Dang! And I was going to smell the roses at Madison Squsre Garden.

Can I get a jump start at Battery Park?

I used to live on Lexington Ave, so for the welfare of my erstwhile neighbors, I am glad it is still there.

There is one additional issue nobody mentioned. In one of my learning expriences I researched how Joseph P. Kennedy and Co. engineered the stock market crash of 1929. Economists whose books I consulted professed to not have a clue (and if you believe THAT), so, being a former stock trader, I asked myself how I would do it were I Joe.

It took about ten seconds to figure it out.

I wrote it into the story and was dressed down sternly by a beta reader who happens to be right wing. That happened by ACCIDENT, she wanted me to know, and it was pure blind luck that all the money men on the East Coast knew exactly when to hold, when to fold, when to walk away, and so on.

Not true.

I made up the dialogue, but I know how they did it.

The lesson is: no matter what you say, you are going to get into somebody's belief system.

Re the current selloff: I was warning friends several weeks ago to close their long positions. Since I obviously don't know anything, nobody listened. Maybe they will believe me next time.

Now all the talking heads on TV say they knew it was coming. Yet not a single one of them said anything before it happened.

Richelle Elberg said...

I've been watching a lot of movies this year, as I decided to try my hand at writing a screenplay. On Amazon, when you stream a movie, you can also read 'Trivia' which is FILLED with goofs, errors, etc. I was astounded at the number of them--but of course almost never noticed when in the middle of watching. Same concept--if the story's got you hooked, these things don't matter a great deal.

Sharyn Ekbergh said...

What gets me is errors with small airplanes. I remember a book by a favorite author which had the main character owning a private plane and they go out to the airfield, hop in it and take off.
Nope. Good way to get killed.

PAH said...

As someone who works at an Ad Agency, I can say I LOVE how movies and TV portray the industry.

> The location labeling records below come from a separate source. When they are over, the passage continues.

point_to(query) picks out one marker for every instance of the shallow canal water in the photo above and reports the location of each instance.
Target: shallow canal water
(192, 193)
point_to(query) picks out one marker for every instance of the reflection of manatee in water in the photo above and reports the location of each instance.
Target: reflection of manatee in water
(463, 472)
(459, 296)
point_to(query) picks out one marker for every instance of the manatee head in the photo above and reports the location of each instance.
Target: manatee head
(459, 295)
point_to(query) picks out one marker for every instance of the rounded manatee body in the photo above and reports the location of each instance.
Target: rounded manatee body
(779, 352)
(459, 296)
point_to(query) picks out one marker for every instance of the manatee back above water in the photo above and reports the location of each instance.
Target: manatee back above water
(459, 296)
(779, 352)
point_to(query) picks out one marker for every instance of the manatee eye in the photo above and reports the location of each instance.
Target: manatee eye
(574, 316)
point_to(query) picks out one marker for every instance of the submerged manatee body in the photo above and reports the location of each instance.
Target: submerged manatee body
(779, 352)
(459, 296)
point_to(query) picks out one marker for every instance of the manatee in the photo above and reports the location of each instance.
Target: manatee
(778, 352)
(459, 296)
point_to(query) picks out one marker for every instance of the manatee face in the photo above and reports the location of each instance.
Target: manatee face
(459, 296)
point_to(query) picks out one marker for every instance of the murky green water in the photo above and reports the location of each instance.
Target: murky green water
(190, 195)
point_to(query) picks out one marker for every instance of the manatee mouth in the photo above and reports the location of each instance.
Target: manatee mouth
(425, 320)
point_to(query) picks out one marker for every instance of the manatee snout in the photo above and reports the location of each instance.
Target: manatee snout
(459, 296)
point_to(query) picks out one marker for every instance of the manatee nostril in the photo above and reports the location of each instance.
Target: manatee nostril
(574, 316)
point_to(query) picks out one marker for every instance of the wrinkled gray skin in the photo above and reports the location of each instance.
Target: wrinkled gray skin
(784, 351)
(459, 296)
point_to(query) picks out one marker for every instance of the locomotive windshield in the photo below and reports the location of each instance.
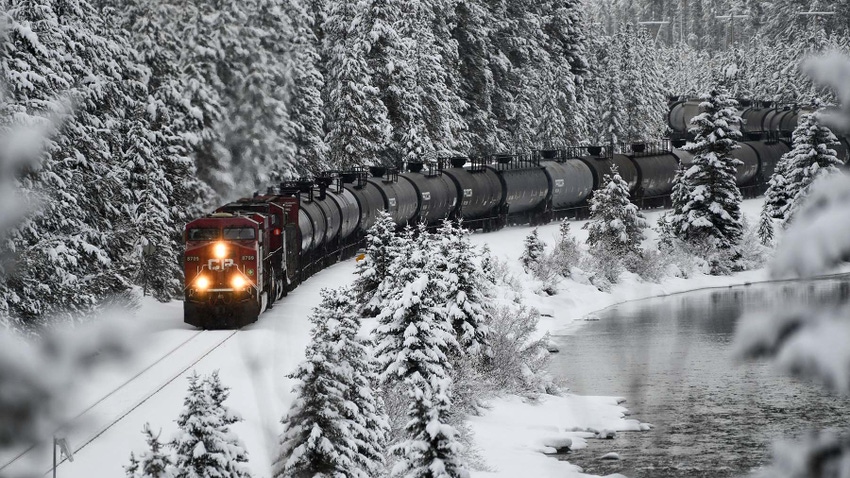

Regarding the topic: I think, as a reader, I crave LOGIC more than ACCURACY. I really don't care if a story is accurate (unless it's just blatantly ridiculous, I guess) but it has to be logical, and it has to fit the logical reality the author created for the story. So many stories worry about accuracy and fail on the logic. It's frustrating.

Casey Karp said...

And then there are those of us who commit alternate history. Intentionally, I mean.

There's a reason why so much of it is set well after the point where fictional history has diverged from reality. It's tough to write with sufficient authenticity to boost the reader over those "But that's not the way it happened!" moments.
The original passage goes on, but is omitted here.